Federico Ciamei/Journey + Leisure


Her husband ought to have been there. A couple of weeks earlier than the journey and their sixtieth anniversary, he died unexpectedly. However his passing didn’t decide whether or not Hebblethwaite, a girl who had waited seven a long time to punch an Orient Specific ticket, would cancel or journey. Her chemo schedule did. “I have a scan on Monday morning, so you understand, again to actuality.” Her tone was wry, however her voice hung there only for a second earlier than discovering its footing. “It’s been beautiful, having the ability to use my three languages, assembly individuals, and seeing a little bit of Italy that I’d by no means seen.”

And that’s the X issue of La Dolce Vita. It’s in regards to the practice, the back-of-your-neck tingle that something—a homicide, an affair, a jewel (or not less than salt-and-pepper-shaker) heist—might transpire on this liminal house the place we would develop into extra thrilling variations of ourselves. Nevertheless it’s equally about Italy. 

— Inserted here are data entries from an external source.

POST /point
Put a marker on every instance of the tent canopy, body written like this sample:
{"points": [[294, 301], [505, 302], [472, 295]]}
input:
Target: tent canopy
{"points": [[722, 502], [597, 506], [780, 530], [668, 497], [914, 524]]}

“You’ll see in Matera,” Barletta had informed me. And now I did. Hebblethwaite did, too. We completed dessert and stated goodbye as we approached Rome. We had been vacationers of various generations, from completely different continents, who’d come for a practice experience however would disembark with recollections of a extra significant journey by means of Italy. It was a plot twist befitting a Victorian whodunit, one neither of us noticed coming. 

Two-night “Everlasting Stones of Matera” itinerary on La Dolce Vita Orient Specific from $4,850. Doubles at Orient Specific La Minerva Rome from $1,400.

A model of this story first appeared within the March 2026 concern of Journey + Leisure underneath the headline “Wheels of Fortune.”